Partite le procedure per l'identificazione dei 182 corpi ancora senza nome. Si parte con le foto, si arriva fino all'esame del dna. "Operazione di polizia, ma anche di umanità"

Roma – 2 ottobre 2014 – I naufragi del 3 e 11 ottobre 2013 davanti a Lampedusa hanno restituito centottantadue corpi ancora non identificati. A un anno di distanza, si cerca di dare un nome ai morti e un pietra su cui piangere ai loro familiari.

Decine di persone, soprattutto rifugiati residenti ora nei paesi dell'Europa settentrionale e centrale, stanno arrivando in Italia per ritrovare figli, fratelli e sorelle inghiottiti dal mare. Sono state contattate dal 'Comitato 3 ottobre', che sta collaborando con il ministero dell'interno in questa operazione e contribuisce all'accoglienza e alle spese per gli eventuali esami del dna.

Ai familiari, assistiti da psicologi e mediatori culturali, la polizia  mostra le foto scattate dalla scientifica quando sono stati ritrovati i corpi. Migliaia di immagini dei morti, ma anche dei loro vestiti e di quello che avevano nelle tasche: elementi che potrebbe essere utili a capire chi erano.

“Con metodologie scientifiche appropriate applicate ai diversi casi -attraverso l'analisi di segni, impronte dentali ma a volte anche tatuaggi- si procede a un sospetto di identità. Si approfondisce quindi il caso con altre metodologie e ricerche, fino al tampone boccale e al Dna" spiega Vittorio Piscitelli, commissario straordinario del governo per le persone scomparse.

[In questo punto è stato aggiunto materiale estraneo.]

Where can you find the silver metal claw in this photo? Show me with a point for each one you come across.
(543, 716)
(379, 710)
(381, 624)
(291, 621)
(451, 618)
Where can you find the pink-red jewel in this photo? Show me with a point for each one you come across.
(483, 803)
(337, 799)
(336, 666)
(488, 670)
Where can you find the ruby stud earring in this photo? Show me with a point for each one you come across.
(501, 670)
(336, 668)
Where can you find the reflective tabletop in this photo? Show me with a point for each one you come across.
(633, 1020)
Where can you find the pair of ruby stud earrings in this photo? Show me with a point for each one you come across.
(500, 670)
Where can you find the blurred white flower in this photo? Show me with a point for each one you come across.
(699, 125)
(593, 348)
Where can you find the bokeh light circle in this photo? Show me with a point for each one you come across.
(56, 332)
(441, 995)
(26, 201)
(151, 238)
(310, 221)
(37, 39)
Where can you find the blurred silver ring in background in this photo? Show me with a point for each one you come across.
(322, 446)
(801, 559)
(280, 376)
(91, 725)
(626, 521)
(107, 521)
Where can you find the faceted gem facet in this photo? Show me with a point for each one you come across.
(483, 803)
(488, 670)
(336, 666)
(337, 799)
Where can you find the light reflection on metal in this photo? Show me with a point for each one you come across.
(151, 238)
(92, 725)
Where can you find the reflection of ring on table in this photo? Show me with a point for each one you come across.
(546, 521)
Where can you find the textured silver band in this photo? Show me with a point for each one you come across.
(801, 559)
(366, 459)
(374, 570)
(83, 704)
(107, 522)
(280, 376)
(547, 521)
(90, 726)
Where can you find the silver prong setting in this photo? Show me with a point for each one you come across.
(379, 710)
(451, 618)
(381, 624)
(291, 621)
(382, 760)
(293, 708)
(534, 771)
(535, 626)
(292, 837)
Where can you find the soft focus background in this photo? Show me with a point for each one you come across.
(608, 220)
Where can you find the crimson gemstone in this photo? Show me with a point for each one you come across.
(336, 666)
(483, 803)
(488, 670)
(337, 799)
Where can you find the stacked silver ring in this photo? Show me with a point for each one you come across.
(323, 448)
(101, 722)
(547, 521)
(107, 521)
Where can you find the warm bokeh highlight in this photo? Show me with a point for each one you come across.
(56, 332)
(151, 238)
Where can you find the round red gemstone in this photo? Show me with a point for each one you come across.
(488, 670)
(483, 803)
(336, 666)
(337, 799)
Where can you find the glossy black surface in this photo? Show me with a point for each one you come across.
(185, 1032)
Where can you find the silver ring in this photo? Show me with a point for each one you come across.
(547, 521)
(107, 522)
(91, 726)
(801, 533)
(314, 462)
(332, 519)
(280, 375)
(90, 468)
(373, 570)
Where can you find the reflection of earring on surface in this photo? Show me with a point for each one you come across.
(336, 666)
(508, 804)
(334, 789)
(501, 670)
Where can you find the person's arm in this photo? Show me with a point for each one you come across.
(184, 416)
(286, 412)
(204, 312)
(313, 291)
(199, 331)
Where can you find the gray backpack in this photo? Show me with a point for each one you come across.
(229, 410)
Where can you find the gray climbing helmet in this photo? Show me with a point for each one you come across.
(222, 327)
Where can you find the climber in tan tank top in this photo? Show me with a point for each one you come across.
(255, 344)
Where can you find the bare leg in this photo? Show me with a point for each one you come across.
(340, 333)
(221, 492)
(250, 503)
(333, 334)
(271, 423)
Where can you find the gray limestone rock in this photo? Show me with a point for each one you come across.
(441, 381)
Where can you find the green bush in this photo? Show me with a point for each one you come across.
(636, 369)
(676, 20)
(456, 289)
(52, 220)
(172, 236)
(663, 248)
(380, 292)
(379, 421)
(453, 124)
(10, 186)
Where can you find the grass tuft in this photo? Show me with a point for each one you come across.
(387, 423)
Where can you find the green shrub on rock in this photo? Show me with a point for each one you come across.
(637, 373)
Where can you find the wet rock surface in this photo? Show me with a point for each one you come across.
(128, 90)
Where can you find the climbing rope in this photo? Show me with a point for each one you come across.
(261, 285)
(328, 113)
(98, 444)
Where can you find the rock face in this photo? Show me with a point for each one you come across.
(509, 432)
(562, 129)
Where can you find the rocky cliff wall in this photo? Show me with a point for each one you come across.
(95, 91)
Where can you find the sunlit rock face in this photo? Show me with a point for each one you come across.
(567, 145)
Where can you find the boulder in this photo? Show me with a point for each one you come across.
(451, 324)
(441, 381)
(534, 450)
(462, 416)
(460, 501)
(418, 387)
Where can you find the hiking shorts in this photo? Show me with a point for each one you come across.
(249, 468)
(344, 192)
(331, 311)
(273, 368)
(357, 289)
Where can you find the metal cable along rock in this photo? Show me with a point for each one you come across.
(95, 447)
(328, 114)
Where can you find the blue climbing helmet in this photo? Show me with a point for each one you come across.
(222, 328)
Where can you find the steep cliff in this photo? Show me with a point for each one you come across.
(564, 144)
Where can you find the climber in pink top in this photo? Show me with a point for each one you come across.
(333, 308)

“È un fatto di polizia – sottolinea il prefetto – ma anche di umanità. Gli psicologi aiutano le famiglie ad affrontare la prova, perché riconoscere un proprio familiare da una foto e da altri dati, è un'operazione delicata".

Quando si arriva all'identificazione, i familiari possono finalmente andare nel cimitero dove è sepolto il loro caro, in pellegrinaggio sulla tomba che non ha più un numero, ma un nome.